The Science/Data Group should focus on links among research, management,
and restoration; data priorities; data collection and standards;
and sampling strategies. The Policy Group should address issues
of administrative structure; interagency cooperation; privacy; and
data accessibility. We estimate pre-implementation planning to take
between 12 and 18 months and will require a coordinator.
Beginning the GIS/monitoring in a trial region of the Blue Mountains
may be a valuable exercise for testing all aspects of implementation.
The area selected for field testing should include several public
and private ownerships to represent the myriad of challenges that
will be faced across the entire region.
Information is lacking on values, attitudes and expectations.
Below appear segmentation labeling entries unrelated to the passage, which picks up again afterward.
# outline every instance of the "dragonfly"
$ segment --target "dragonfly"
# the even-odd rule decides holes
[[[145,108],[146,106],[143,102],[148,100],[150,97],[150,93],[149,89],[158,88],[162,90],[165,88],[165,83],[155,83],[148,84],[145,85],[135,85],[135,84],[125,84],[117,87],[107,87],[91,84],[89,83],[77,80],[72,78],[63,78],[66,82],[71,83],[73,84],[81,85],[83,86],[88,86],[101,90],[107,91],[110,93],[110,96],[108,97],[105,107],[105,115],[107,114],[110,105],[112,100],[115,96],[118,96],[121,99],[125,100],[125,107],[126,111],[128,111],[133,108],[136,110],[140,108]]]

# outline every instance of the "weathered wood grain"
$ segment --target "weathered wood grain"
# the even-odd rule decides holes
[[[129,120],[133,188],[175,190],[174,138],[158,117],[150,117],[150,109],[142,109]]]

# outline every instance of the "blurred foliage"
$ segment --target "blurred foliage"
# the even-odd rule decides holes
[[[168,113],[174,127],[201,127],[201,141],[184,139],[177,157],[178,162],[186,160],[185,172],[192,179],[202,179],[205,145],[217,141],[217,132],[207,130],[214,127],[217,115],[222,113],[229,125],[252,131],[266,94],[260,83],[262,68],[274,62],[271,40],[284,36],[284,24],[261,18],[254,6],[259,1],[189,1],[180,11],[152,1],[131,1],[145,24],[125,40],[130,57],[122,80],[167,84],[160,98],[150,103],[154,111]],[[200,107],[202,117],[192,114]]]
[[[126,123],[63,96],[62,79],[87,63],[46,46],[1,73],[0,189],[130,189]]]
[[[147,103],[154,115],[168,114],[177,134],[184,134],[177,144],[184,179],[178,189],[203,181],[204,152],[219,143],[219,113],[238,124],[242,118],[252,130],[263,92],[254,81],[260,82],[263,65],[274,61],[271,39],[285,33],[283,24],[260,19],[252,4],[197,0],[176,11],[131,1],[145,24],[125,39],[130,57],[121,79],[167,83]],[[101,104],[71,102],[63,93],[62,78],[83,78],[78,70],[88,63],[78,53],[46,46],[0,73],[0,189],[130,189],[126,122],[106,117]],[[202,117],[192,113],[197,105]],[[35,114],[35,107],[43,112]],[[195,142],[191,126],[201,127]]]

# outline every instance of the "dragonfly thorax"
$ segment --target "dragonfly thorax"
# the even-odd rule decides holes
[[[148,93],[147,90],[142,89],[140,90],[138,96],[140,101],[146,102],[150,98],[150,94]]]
This
is the greatest data gap in this project. Applying data on human
benefits to natural resource management is poorly developed compared
to the application of data from the physical and life sciences.
This suggests that incorporating some of the proposed measurable
parameters into a monitoring system will lag behind others. As the
monitoring plan develops, managers should realize that human dimensions
of resource management will be added.
The question of how data will be used to make landscape-level management
decisions is a significant issue. Using new technologies and paradigms
in resource management may require new administrative approaches.
We conclude that using GIS to monitor forest and rangeland health
in the Blue Mountains is indeed feasible. Existing GIS programs
within other agencies offer the potential for mutually beneficial
partnerships. BMNRI cooperators, other state, and federal agencies
all appear willing to cooperate with this effort. Instituting a
program that can lead to ecosystem-level management across ownership
boundaries offers exciting new challenges for everyone.